- Hagansport Location within Texas Hagansport Location within the United States
- Coordinates: 33°20′28″N 95°15′08″W﻿ / ﻿33.34111°N 95.25222°W
- Country: United States
- State: Texas
- County: Franklin
- Elevation: 381 ft (116 m)
- Time zone: UTC-6 (Central (CST))
- • Summer (DST): UTC-5 (CDT)
- Area codes: 903, 430
- GNIS feature ID: 1358621

= Hagansport, Texas =

Hagansport is an unincorporated community in Franklin County, Texas, United States. According to the Handbook of Texas, the community had a population of 40 in 2000.

==History==
The name derives from an early settler by the name of Hagan, who established a crossing on the Sulphur River. Hagan's Port eventually became one word, Hagansport. This was the spelling of the name by the time the first post office was established in 1857. F.M. Sims was the postmaster. The community grew to around 150 by the 1880s and had a post office, gin, sawmill, and other businesses.
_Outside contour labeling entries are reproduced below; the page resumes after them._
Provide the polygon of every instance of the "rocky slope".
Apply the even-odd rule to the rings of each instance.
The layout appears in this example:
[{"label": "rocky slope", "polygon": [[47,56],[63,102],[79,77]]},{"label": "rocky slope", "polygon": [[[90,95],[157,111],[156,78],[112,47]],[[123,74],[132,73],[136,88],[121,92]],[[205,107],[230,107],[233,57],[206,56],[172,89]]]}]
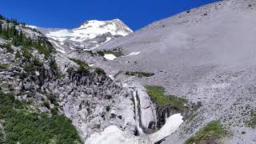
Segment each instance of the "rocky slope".
[{"label": "rocky slope", "polygon": [[94,50],[122,51],[112,61],[76,56],[121,81],[126,71],[153,73],[134,80],[201,106],[164,143],[183,143],[212,121],[228,134],[197,142],[254,143],[255,6],[253,0],[225,0],[154,22]]},{"label": "rocky slope", "polygon": [[[23,80],[18,70],[4,69],[1,86],[11,92],[6,85],[11,82],[16,95],[25,89],[27,94],[17,99],[31,101],[38,111],[57,107],[88,144],[254,143],[255,6],[253,0],[220,1],[107,42],[131,31],[118,20],[115,28],[113,21],[90,21],[70,30],[38,29],[59,52],[46,58],[33,49],[42,66],[25,70]],[[91,44],[95,40],[98,46]],[[2,48],[1,55],[10,68],[22,49],[12,47],[13,53]]]},{"label": "rocky slope", "polygon": [[[36,114],[65,115],[77,128],[81,142],[110,125],[129,134],[135,131],[130,90],[102,69],[56,52],[40,32],[5,19],[0,24],[1,91],[14,94]],[[5,131],[6,119],[0,118],[2,133],[6,133],[3,141],[11,142]]]}]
The population has gradually declined since then, resulting in the closing of the post office, which reopened in 1876, but then closed permanently in 1929. The community had a sawmill, two churches, four businesses, and 125 residents in the 1930s. It then had three churches, only one business, and a population of 40 in 1985. In 2000, the population was estimated at forty.

As of 2020, Hagansport had one church, a community center, a cemetery, and a general store. It is also the site of the Annual Hagansport Fall Farm Equipment and Horse Auction which draws visitors from all over East Texas.

==Geography==
It is located at the junction of State Highway 37 and Farm to Market Road 71, eleven miles northwest of the county seat, Mount Vernon. During its history, Hagansport moved a mile east from its present location.

===Climate===
The climate in this area is characterized by hot, humid summers and generally mild to cool winters. According to the Köppen Climate Classification system, Hagansport has a humid subtropical climate, abbreviated "Cfa" on climate maps.

==Education==
Hagansport had a one-room school with one teacher and 69 students in 1896 and opened in 1884. It remained into the 1930s. Today, the community is served by the Mount Vernon Independent School District.